Materials and Methods


We conducted a retrospective cohort study at The Johns Hopkins Children's Hospital from July 2003 to July 2012 to identify all hospitalized patients treated for CDI to assess the recurrence rate and predictors for the first episode of recurrent CDI in children. The primary outcome of interest was recurrent CDI, defined as an episode of CDI occuring ≤ 8 weeks after the onset of a previous episode, provided that CDI symptoms from the earlier episode completely resolved, with or without therapy in accordance with the Society for Healthcare Epidemiology of America (SHEA)/Infectious Diseases Society of America (IDSA) guidelines.
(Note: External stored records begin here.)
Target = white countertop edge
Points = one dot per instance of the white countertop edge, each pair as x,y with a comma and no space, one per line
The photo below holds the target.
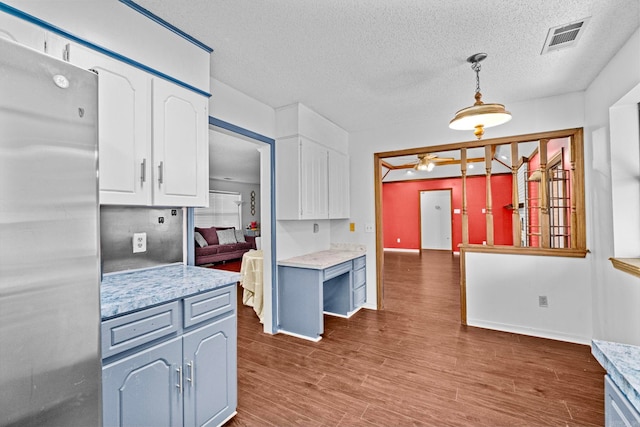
340,257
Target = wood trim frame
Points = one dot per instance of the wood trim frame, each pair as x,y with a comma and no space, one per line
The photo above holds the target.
578,228
628,265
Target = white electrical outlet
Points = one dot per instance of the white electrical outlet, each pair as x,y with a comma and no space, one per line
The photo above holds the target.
139,242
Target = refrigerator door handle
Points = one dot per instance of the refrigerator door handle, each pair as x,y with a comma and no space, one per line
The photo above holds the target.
179,385
191,377
143,171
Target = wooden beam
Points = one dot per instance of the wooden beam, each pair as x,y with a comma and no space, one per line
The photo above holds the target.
437,163
515,218
465,216
489,205
544,197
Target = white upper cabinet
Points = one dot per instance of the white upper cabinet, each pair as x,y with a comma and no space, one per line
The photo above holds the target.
124,129
338,185
153,144
312,173
301,177
314,184
180,146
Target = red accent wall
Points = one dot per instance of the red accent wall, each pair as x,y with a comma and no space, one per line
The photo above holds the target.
401,210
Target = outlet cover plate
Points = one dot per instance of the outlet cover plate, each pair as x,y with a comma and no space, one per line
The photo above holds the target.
139,242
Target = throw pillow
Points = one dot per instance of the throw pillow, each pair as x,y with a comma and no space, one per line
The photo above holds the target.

A child met criteria for CDI if appropriate clinical symptoms were identified (ie diarrhea defined as ≥3 loose stools/d alone or in combination with other gastrointestinal symptoms as abdominal pain or emesis), the exclusion of other identified causes of diarrhea as well as clinical confirmation of the diagnosis by the treating physician and respective initiation of treatment in the presence of confirmatory laboratory testing. Patients with missing follow-up information after 8 weeks of the initial CDI diagnosis were excluded. Furthermore, we excluded children whose presenting CDI episode was recurrent disease. Relevant demographic, clinical course and treatment data were extracted from medical records. We were able to capture all inpatient and outpatient medical visits and laboratory work performed within the Johns Hopkins Health System. Standard therapies for CDI in children hospitalized at Johns Hopkins Hospital are described elsewhere.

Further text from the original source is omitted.